Q: Is sea salt healthier than regular salt if I have high blood pressure? Should I switch to a salt substitute?
If your blood pressure is elevated, cutting back on salt is a smart thing to do. That’s because salt contains sodium, a mineral which, when consumed in excess, can drive up blood pressure.
Whether you flavour your foods with sea salt or table salt, you need to sprinkle either of them lightly. And besides minding the salt shaker, there are other effective ways to lower blood pressure.
The differences between the various types of salt have to do with processing, texture and taste, not sodium content. By weight, all types of salt are 40-per-cent sodium and 60-per-cent chloride.
A teaspoon of regular table salt and a teaspoon of fine sea salt (5.6 grams a teaspoon), each contain 2,300 milligrams of sodium. Coarsely grained salts will have slightly less sodium each serving since they weigh less each teaspoon than finely grained salts.
Table salt is mined from salt deposits and then refined to remove naturally occurring minerals. Most table salt is fortified with iodine (called iodized salt), a mineral that’s essential to make thyroid hormones.
Sea salt, produced from ocean water, undergoes minimal processing and, as a result, retains minerals such as calcium, magnesium and potassium. The minuscule amount of minerals can affect the taste and colour of sea salt, but it won’t affect your nutrient intake. Sea salt may or may not be iodized.
Similar to table salt, kosher salt comes from mines but it’s less processed and is iodine-free.
How much sodium is too much?
Our body needs sodium to maintain fluid balance and for proper muscle and nerve function. Adults require 1,500 mg of the mineral each day until the age of 50. With age, the body becomes more sensitive to the blood-pressure-raising effect of sodium; daily requirements drop to 1,300 mg for people between 51 and 70, and 1,200 mg for those older than 70.
The U.S.-based Institute of Medicine, the organization that sets dietary recommendations for North Americans, recommends limiting daily sodium intake to 2,300 mg. According to Health Canada, Canadians consume too much sodium, averaging 2,760 mg each day.

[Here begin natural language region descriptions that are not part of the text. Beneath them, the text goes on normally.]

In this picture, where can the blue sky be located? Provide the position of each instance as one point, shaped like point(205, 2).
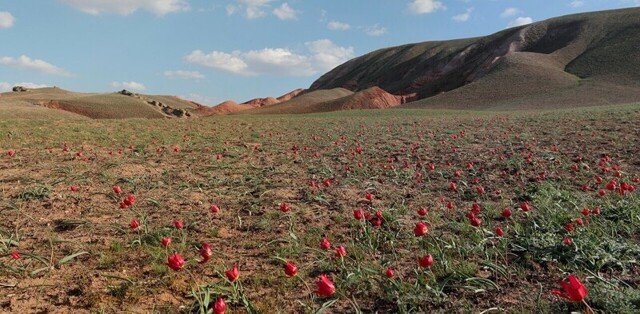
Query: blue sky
point(210, 51)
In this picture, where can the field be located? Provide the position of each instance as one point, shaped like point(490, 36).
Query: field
point(262, 191)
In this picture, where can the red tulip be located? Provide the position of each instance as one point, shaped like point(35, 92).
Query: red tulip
point(368, 196)
point(574, 290)
point(569, 227)
point(134, 224)
point(420, 229)
point(426, 261)
point(389, 273)
point(219, 307)
point(290, 269)
point(129, 200)
point(325, 286)
point(475, 221)
point(341, 252)
point(175, 262)
point(325, 244)
point(233, 273)
point(206, 252)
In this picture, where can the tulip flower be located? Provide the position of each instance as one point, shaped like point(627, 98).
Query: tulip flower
point(175, 261)
point(233, 273)
point(425, 261)
point(389, 273)
point(134, 224)
point(574, 290)
point(325, 286)
point(325, 244)
point(290, 269)
point(358, 214)
point(341, 252)
point(219, 307)
point(206, 252)
point(421, 229)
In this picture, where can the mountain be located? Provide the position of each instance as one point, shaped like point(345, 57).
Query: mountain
point(576, 60)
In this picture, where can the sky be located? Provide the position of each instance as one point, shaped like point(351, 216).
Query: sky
point(210, 51)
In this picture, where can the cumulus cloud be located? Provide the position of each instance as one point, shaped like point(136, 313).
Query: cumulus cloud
point(37, 65)
point(338, 26)
point(576, 3)
point(135, 86)
point(322, 55)
point(5, 86)
point(126, 7)
point(425, 6)
point(519, 21)
point(6, 20)
point(252, 9)
point(509, 12)
point(194, 75)
point(464, 16)
point(285, 12)
point(375, 30)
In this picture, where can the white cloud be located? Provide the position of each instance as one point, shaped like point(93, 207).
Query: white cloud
point(425, 6)
point(5, 86)
point(126, 7)
point(375, 30)
point(24, 62)
point(576, 3)
point(194, 75)
point(285, 12)
point(253, 9)
point(338, 26)
point(134, 86)
point(464, 16)
point(509, 12)
point(6, 20)
point(322, 55)
point(522, 20)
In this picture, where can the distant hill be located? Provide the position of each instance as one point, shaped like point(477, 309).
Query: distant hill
point(56, 102)
point(576, 60)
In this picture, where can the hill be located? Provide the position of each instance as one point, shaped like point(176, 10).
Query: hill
point(58, 103)
point(576, 60)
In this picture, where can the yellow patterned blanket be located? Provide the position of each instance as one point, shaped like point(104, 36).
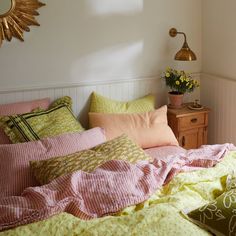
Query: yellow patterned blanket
point(160, 215)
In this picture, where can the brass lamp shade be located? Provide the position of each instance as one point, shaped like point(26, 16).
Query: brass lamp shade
point(185, 53)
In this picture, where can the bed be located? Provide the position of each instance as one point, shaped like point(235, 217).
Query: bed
point(126, 196)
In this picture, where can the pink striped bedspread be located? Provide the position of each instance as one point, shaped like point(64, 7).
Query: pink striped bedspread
point(110, 188)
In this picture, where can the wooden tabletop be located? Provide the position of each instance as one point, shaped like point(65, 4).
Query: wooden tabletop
point(185, 111)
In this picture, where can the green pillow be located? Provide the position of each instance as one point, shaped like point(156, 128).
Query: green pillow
point(66, 100)
point(37, 125)
point(120, 148)
point(100, 104)
point(219, 216)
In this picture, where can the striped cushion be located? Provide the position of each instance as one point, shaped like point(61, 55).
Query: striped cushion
point(15, 174)
point(121, 148)
point(19, 108)
point(42, 124)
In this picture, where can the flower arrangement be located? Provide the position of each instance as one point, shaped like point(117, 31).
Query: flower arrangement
point(179, 81)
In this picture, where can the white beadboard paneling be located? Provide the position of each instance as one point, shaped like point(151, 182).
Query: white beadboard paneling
point(218, 94)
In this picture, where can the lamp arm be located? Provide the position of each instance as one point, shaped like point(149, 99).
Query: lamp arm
point(185, 38)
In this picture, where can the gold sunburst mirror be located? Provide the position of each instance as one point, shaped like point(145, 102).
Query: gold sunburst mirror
point(16, 16)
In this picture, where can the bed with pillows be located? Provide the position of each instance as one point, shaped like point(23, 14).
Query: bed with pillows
point(124, 175)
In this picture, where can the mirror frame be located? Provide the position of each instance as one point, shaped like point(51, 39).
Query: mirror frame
point(18, 18)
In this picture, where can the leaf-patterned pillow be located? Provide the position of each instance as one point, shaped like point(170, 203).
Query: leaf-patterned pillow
point(219, 216)
point(121, 148)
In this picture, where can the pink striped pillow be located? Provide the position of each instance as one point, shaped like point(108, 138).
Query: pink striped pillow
point(15, 173)
point(20, 108)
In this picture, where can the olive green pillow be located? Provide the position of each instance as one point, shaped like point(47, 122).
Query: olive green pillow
point(101, 104)
point(120, 148)
point(45, 123)
point(219, 216)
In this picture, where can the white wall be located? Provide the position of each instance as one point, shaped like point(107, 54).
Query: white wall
point(99, 40)
point(219, 38)
point(218, 81)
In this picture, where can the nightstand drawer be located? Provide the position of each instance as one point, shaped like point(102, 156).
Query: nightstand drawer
point(192, 121)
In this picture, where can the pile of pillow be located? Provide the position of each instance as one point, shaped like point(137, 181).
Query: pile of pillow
point(138, 119)
point(46, 135)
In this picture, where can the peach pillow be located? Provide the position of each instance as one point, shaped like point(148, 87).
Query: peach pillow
point(149, 129)
point(20, 108)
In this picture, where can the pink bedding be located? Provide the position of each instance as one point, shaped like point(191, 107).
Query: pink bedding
point(108, 189)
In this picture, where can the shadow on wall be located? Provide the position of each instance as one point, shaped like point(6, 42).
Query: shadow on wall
point(117, 40)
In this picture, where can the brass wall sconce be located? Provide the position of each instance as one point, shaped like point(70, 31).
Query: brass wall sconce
point(16, 16)
point(185, 53)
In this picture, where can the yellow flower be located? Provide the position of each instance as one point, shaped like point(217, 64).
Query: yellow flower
point(182, 78)
point(167, 74)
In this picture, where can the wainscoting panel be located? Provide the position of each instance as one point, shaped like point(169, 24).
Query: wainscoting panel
point(219, 94)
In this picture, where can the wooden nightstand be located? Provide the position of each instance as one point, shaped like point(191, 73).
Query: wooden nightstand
point(189, 126)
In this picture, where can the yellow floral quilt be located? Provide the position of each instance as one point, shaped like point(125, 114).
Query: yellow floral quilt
point(160, 215)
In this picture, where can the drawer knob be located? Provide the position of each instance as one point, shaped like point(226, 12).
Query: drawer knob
point(183, 141)
point(194, 120)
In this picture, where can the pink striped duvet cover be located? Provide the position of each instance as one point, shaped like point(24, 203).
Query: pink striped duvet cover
point(108, 189)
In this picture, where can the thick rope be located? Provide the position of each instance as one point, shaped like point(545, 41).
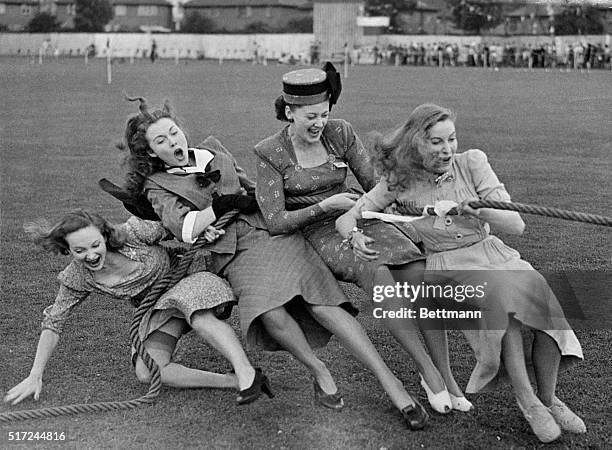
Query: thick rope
point(179, 267)
point(413, 210)
point(410, 209)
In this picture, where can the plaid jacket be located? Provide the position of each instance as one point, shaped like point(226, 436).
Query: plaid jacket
point(173, 196)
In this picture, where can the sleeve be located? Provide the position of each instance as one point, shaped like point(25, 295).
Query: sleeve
point(486, 183)
point(271, 199)
point(145, 231)
point(56, 315)
point(377, 199)
point(358, 159)
point(171, 209)
point(245, 181)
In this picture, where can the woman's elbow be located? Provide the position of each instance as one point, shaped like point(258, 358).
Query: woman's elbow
point(276, 229)
point(516, 227)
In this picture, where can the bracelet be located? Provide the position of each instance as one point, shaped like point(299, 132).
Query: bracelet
point(347, 242)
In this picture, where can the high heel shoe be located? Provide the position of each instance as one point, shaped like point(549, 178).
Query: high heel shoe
point(415, 416)
point(253, 392)
point(331, 401)
point(541, 421)
point(461, 403)
point(440, 402)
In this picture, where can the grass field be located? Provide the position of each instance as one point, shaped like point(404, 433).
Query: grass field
point(547, 136)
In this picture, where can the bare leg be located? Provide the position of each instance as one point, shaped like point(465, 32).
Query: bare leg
point(354, 339)
point(546, 358)
point(542, 422)
point(176, 375)
point(513, 356)
point(222, 337)
point(285, 330)
point(406, 331)
point(434, 335)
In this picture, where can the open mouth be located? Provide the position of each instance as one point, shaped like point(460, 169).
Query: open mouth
point(314, 132)
point(179, 154)
point(95, 262)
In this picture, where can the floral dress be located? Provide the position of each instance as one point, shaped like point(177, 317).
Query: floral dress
point(266, 272)
point(463, 249)
point(198, 291)
point(285, 193)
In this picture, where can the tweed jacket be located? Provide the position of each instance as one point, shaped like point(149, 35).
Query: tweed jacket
point(173, 196)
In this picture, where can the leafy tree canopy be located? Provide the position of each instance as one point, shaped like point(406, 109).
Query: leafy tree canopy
point(92, 15)
point(195, 22)
point(576, 19)
point(474, 16)
point(43, 22)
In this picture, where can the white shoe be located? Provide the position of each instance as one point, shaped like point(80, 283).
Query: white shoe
point(440, 402)
point(461, 403)
point(541, 421)
point(566, 418)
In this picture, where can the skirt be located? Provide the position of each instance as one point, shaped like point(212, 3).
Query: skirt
point(393, 244)
point(269, 272)
point(513, 289)
point(195, 292)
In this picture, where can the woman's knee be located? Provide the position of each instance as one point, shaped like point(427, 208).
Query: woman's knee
point(275, 318)
point(204, 321)
point(143, 374)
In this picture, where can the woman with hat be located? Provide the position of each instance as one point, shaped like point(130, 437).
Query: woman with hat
point(288, 297)
point(302, 187)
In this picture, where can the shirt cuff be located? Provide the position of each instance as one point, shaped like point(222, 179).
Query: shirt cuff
point(207, 218)
point(188, 224)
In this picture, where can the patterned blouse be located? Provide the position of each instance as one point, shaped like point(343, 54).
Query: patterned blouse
point(280, 178)
point(76, 282)
point(471, 176)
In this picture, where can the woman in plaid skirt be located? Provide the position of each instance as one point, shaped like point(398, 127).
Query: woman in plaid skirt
point(288, 297)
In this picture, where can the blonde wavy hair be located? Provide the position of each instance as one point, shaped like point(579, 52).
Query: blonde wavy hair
point(396, 154)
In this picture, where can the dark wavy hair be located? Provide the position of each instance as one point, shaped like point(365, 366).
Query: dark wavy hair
point(53, 237)
point(140, 164)
point(279, 106)
point(334, 87)
point(396, 155)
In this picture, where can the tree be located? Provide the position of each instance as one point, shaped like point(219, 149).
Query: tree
point(197, 23)
point(43, 23)
point(92, 15)
point(474, 16)
point(576, 19)
point(390, 9)
point(299, 25)
point(258, 27)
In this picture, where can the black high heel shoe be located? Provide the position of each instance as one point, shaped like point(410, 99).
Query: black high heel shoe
point(253, 392)
point(415, 416)
point(331, 401)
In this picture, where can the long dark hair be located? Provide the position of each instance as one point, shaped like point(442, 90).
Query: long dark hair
point(53, 237)
point(139, 162)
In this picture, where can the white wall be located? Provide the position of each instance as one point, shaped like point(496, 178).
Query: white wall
point(234, 46)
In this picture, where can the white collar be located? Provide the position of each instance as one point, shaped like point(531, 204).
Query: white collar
point(202, 159)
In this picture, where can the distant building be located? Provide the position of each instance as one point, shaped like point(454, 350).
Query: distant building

If you have high blood pressure, the Canadian Hypertension Society advises limiting sodium to 2,000 mg a day.
Reducing sodium intake
Salt-free substitutes replace salt (e.g., sodium chloride) with potassium chloride and potassium iodide and are sodium-free. “Half-salt” or “lite” salt substitutes contain a mix of sodium chloride and potassium chloride and have roughly 50-per-cent less sodium.
Other commercial salt substitutes are simply blends of herbs and spices and are sodium-free.
Instead of using a salt substitute, you can flavour foods with fresh herbs, lemon or lime juice, garlic, ginger or flavoured vinegars.
Cutting back on salt at the table and in cooking is a helpful way to reduce sodium intake. However most of the sodium we consume – 77 per cent – comes from packaged foods and restaurant meals, not the salt shaker.
The latest data from Health Canada, published in 2018, found that bakery products, mixed dishes and processed meats accounted for half of the sodium Canadians consume. Other big contributors were cheese, soup, sauces and condiments.
Eat a DASH-style diet that emphasizes fruits, vegetables, beans and lentils and low-fat dairy that deliver calcium, magnesium and potassium, minerals that help regulate blood pressure.
DASH stands for Dietary Approaches to Stop Hypertension, the name of a landmark randomized controlled trial, published in 1997, which proved that such an eating pattern had a potent blood-pressure-lowering effect in people with hypertension.
If overweight, lose excess weight. Even a 10-per-cent loss can lower blood pressure and reduce the need for medication.
Limit alcohol intake to one or two drinks a day. One drink is equivalent to five ounces of wine, 12 ounces of regular beer or 1.5 ounces of spirits.
Leslie Beck, a Toronto-based private practice dietitian, is director of food and nutrition at Medcan.